Alasan pemaaf meliputi, perbuatan yang dilakukan dengan keyakinan bahwa perbuatan tersebut bukanlah tindak pidana, perbuatan yang
dilakukan karena paksaan dan ancaman, pembelaan terpaksa yang melampaui batas, atas perintah jabatan yang tanpa wewenang namun
dilaksanakan dengan iktikad baik, tanpa kesalahan, menderita gangguan jiwa, serta belum mencapai umur 12 tahun.
Kemudian terhadap putusan pelepasan dari segala tuntutan hukum ini juga dapat dilakukan upaya hukum yaitu kasasi.

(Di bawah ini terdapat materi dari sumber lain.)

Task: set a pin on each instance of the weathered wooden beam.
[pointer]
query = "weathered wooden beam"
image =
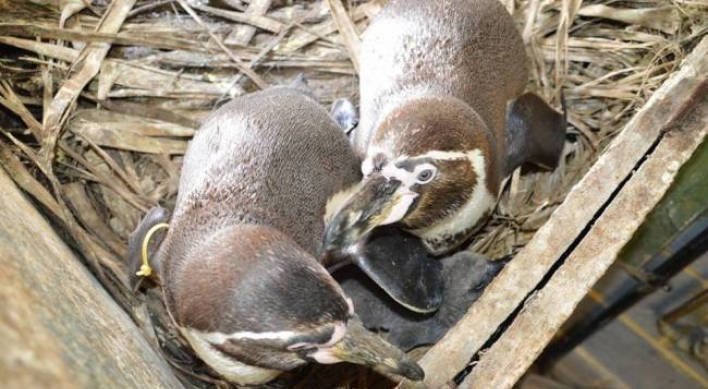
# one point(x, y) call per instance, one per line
point(575, 222)
point(58, 327)
point(507, 360)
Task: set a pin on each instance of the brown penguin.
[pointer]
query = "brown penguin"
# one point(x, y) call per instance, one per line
point(443, 121)
point(237, 265)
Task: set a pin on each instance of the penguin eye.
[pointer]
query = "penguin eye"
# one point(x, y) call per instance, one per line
point(426, 175)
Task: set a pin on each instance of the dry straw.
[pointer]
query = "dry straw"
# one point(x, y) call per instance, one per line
point(100, 98)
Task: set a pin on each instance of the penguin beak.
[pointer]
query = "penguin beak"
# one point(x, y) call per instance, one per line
point(362, 347)
point(379, 201)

Secara yuridis, permintaan
kasasi terhadap putusan lepas dari segala tuntutan hukum merupakan upaya hukum biasa yang dibenarkan undang- undang. Hal ini disebutkan
dalam pasal 244 KUHAP. Sementara terhadap putusan pelepasan dari segala tuntutan hukum ini tidak diperkenankan upaya hukum banding,
sebagaimana ditegaskan pada pasal 67 KUHAP. Berbeda dengan KUHAP, RUU KUHAP memperkenankan dilakukannya upaya hukum banding di
samping upaya hukum kasasi, sebagaimana tersirat dalam pasal 187 ayat 5, yang mengatakan bahwa jika terdakwa diputus lepas dari segala
tuntutan hukum dan penuntut umum tidak mengajukan banding, maka terdakwa dilepaskan dari tahanan sejak putusan diucapkan. Kemudian
dalam bagian umum penjelasan RUU KUHAP juga disebutkan bahwa terdakwa bisa mengajukan banding terhadap putusan pengadilan tingkat
pertama, kecuali putusan bebas, dengan perkataan lain, putusan pelepasan dari segala tuntutan hukum dapat diajukan upaya hukum banding.
3.
Penjatuhan putusan lepas dari segala tuntutan hukum ontslag van rechtsvervolging oleh hakim dalam putusan No. 171 Pid. B 2011 PN.
SMI sesuai dengan ketentuan hukum yang berlaku sebagaimana disebutkan dalam KUHAP. Keputusan yang demikian itu kurang
memenuhi rasa keadilan masyarakat, karena terdakwa dilepaskan dari segala tuntutan hukum, padahal perbuatannya sudah demikian jelas
memenuhi unsur- unsur tindak pidana sebagaimana yang didakwakan padanya secara meyakinkan. Hakim melepaskan terdakwa dari segala
tuntutan hukum dengan alasan bahwa perbuatan terdakwa tersebut bukan merupakan lingkungan hukum pidana, namun lingkungan hukum
administrasi, karena didasarkan pada keterangan salah seorang saksi dalam persidangan. Padahal apa yang dimaksudkan saksi tersebut adalah bukan
menyangkut perbuatan yang didakwakan kepada terdakwa, melainkan mengenai pelanggaran yang dilakukan terdakwa terhadap peraturan PT.
Arta Boga Cemerlang yaitu ‘tidak bisa bekerja dalam dua tempat’.